Huawei's equipment poses 'significant' security risks, UK says:
The U.K. government warned on Thursday Huawei's telecommunications equipment raises "significant" security issues, posing a possible setback to the Chinese tech firm as it looks to build out 5G networks.
In 46-page report evaluating Huawei's security risks, British officials stopped short of calling for a ban of Huawei's 5G telecommunications equipment. But the assessment cited "underlying defects" in the company's software engineering and cybersecurity processes, citing "significantly increased risk to U.K. operators."
The findings give weight to warnings from U.S. officials who have argued Huawei's networking equipment could be used for espionage by the Chinese government. Huawei has repeatedly said it does not pose any risk and insists it would not share customer data with Beijing.
In a statement Thursday, Huawei said it takes the U.K. government's findings "very seriously."

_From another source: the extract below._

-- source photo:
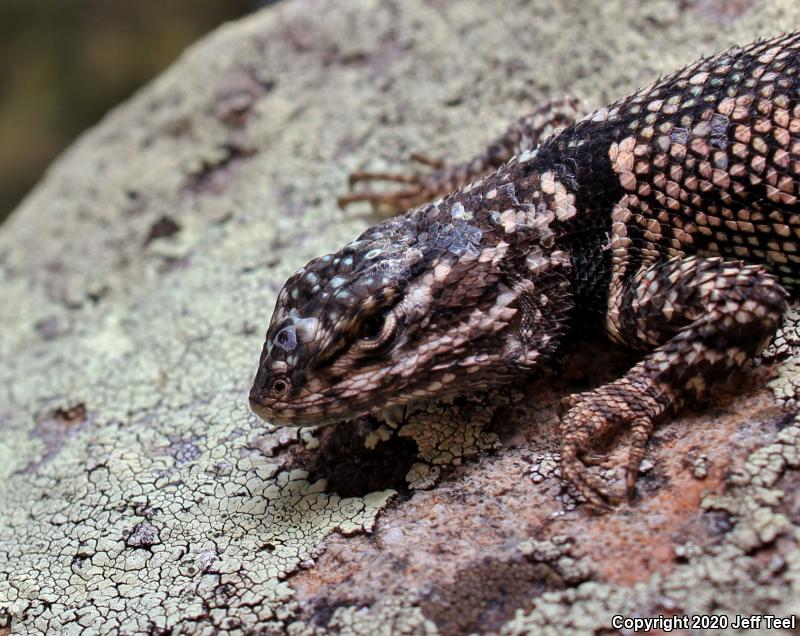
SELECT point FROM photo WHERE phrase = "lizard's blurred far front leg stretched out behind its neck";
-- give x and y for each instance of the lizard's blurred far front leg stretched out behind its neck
(526, 132)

"The issues identified in the OB (oversight board) report provide vital input for the ongoing transformation of our software engineering capabilities," a Huawei spokesperson said.
Other links:
Huawei Equipment Has Major Security Flaws, U.K. Says
Huawei's Perception Problem Deepens as U.K. Spies Identify Security Risks
So don't buy Huawei telecom equipment. Buy only US made telecom equipment. Because the NSA would never put bugs in for spying.
(Score: 3, Informative) by hendrikboom on Friday March 29 2019, @04:02PM (1 child)
There' a lot of repetitive administrative verbiage in the 2019 report.
Actual code-level problems are presented starting about halfway through:
* The difficulty in checking that particular source code is actually what is used to produce the executable images -- the builds are not easily reproducible; not is the build system itself.
* There is a lot of copied code; including obsolete and bug-prone versions alongside current ones. For example, copies of SSL code with known vulnerabilities.
* There is a lot of use of dangerous memory and string functions, such as memcpy and strcpy. It's not clear to what extent these specific uses are actually safe for contextual reasons.
* Some of these uses are hidden within ad-hoc macros, making the security analysis more difficult. The report wonders whether this is a deliberate attempt to hide them from analysis.
-- hendrik
(Score: 1) by pTamok on Friday March 29 2019, @06:10PM
There is nothing there that is unusual in the industry, which is sad.
On the other hand, the security evaluation is spot on: Huawei are making big promises about changing their processes, but similar big promises made in the past have not been delivered upon. I see this a possibly a simple plan to get their kit bought, then 5 years later, say "Sorry, we failed in our plan to change our processes" - leaving purchasers with expensive kit that has no security assurance at all, and a huge bill in both time and money to replace it all.
Given that this can be used for 'Critical National Infrastructure', it strikes me that any country that doesn't mandate repeatable builds using up-to-date and carefully enumerated toolchains compiling software that conforms to good security programming practices doesn't take national security very seriously at all. Huawei get away with it because very few people are pushing for it.
I fully expect major markets eventually to ban binary distributions from the vendors for this reason. The process will be that the vendor sends the source to the National Security Centre, which builds using a clean set of tools, and the binaries distributed by the security centre to customers within its jurisdiction. We are not there yet.